Wahrscheinlich ist es auch hier jedes Jahr dasselbe. Ein Gefängnis in Rio, das Gitter zerteilt das Feuerwerk am Silvestervorabend 1999 und „Opa“ ist ein armer alter Verrückter, der seine Zahlenmagie gegen die gnadenlosen Mauern brüllt: „Aus der Neun wird eine Null, aus der zweiten Neun wird auch eine Null, aus der dritten auch, aus der Eins wird 'ne Zwei – Alles ändert sich, alle vier Zahlen!“ In der nächsten Einstellung wendet sich „Opa“ dem Fenster zu: „Niemand bleibt mehr übrig die Geschichte zu erzählen, wenn aus den Neunen Nullen werden.“

Was machen mit diesem Tag? Wir wissen, daß sich nichts wirklich ändert, aber Wunsch und Angst und Zahlenspiel verheißen es dennoch. Was hatte man sich nicht alles vorgestellt! Und nun wird man auch 1999 nur wieder überlegen, wo noch ein einsames Landhaus frei ist, oder eine Metropole die größte Party des Planeten feiert. Seien Sie gewarnt, im letzten Jahr kommt uns der ganze Fin-de-siècle-Blues noch einmal ganz feste an.
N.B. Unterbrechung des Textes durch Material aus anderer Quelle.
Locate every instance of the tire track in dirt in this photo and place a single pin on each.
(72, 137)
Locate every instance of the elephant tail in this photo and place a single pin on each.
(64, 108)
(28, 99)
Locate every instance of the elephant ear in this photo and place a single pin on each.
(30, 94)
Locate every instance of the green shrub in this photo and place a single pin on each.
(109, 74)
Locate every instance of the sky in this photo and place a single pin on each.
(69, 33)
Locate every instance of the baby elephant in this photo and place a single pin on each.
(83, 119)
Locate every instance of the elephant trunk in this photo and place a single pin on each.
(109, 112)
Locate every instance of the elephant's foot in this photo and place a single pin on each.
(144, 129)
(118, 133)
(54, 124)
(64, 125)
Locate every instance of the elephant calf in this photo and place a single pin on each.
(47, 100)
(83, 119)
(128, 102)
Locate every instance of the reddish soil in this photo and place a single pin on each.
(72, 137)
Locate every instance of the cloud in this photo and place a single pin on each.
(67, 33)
„Niemand bleibt mehr übrig, die Geschichte zu erzählen...“ Vielleicht war es die gleiche Furcht, die die Pariser Produzentinnen Caroline Benjo und Carole Scotta 1995 auf die Idee zu einer einzigartigen Filmreihe brachte, die sie mit dem französischen Zweig des Kultursenders Arte realisiert haben. Vielleicht waren es die Zauber der Zwischenzeiten, die sich vor einem solch monströsen Datum auftun und die danach verschwinden werden, als sei am 31.12., null Uhr, tatsächlich Weltuntergang: Welche Situation in tausend Jahren rührt schließlich den Stoff für Geschichten so schön aus Verheißung, Furcht, Rückschau, Vision und viel vom grauen Brei der Banalität zusammen, wie der Countdown am Schluß?
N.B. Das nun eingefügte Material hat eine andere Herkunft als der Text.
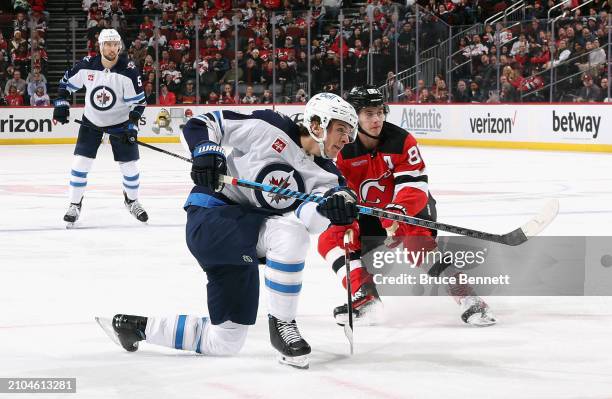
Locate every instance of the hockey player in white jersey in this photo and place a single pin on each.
(231, 230)
(114, 103)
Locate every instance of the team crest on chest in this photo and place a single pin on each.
(372, 191)
(280, 175)
(102, 98)
(279, 145)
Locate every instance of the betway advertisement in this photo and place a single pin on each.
(582, 127)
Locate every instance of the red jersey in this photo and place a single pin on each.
(392, 173)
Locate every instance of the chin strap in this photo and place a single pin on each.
(322, 148)
(368, 134)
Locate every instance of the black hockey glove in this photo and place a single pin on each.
(61, 112)
(340, 206)
(135, 117)
(131, 134)
(209, 163)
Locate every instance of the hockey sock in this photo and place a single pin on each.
(283, 285)
(131, 179)
(78, 177)
(193, 333)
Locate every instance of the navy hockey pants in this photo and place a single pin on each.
(90, 139)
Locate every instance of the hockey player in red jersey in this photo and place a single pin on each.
(384, 167)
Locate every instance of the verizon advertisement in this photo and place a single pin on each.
(537, 126)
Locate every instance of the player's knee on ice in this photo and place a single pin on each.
(197, 334)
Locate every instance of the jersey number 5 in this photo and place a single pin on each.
(414, 158)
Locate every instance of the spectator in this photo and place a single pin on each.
(425, 96)
(188, 94)
(475, 94)
(186, 67)
(590, 92)
(461, 93)
(249, 96)
(139, 53)
(16, 41)
(39, 98)
(166, 97)
(393, 88)
(228, 95)
(20, 84)
(213, 98)
(231, 74)
(252, 73)
(36, 83)
(14, 98)
(408, 96)
(266, 98)
(604, 90)
(220, 65)
(301, 97)
(563, 54)
(149, 93)
(440, 92)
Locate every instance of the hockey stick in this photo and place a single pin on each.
(136, 141)
(348, 327)
(516, 237)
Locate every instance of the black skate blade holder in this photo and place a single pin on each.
(348, 327)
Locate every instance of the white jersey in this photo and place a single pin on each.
(110, 94)
(265, 149)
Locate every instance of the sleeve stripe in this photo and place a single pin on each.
(413, 173)
(411, 179)
(418, 185)
(138, 97)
Zehn junge Filmemacher zwischen 30 und 40 aus vier der fünf Kontinente haben daraus jeweils einen Film gemacht, der genau einer Vorgabe zu genügen hatte: Er sollte in der Nacht des 31. Dezember 1999 spielen. Es ist selten, daß ein Projekt mit solchem Aufwand – bei allen programmgemäßen Disparitäten – so viel gemeinsames in Haltungen und Aussagen hat. Da ist überall die lähmende Realitätsverwurstung der elektronischen Medien, da ist ständige Wiederkehr des Nichterreichens: in allen Filmen (außer dem deutschen) führt das Telefon in ein schwarzes Loch der Kommunikation, das man als Vorbote auf die Apokalypsen deuten kann, die da noch kommen: Überlastete Leitungen in Frankreich, ein mutwillig zerbrochenes Telefon in Brasilien, tote Computerdialogsysteme in Spanien, Vermittlungsprobleme in Ungarn, gekappte Telefonleitungen mitten in Belgien, falsch verbunden in den USA und überall, überall Anrufbeantworter. Niemand, so scheint es, bleibt mehr übrig nach diesem Tag, einem anderen von ihm zu erzählen.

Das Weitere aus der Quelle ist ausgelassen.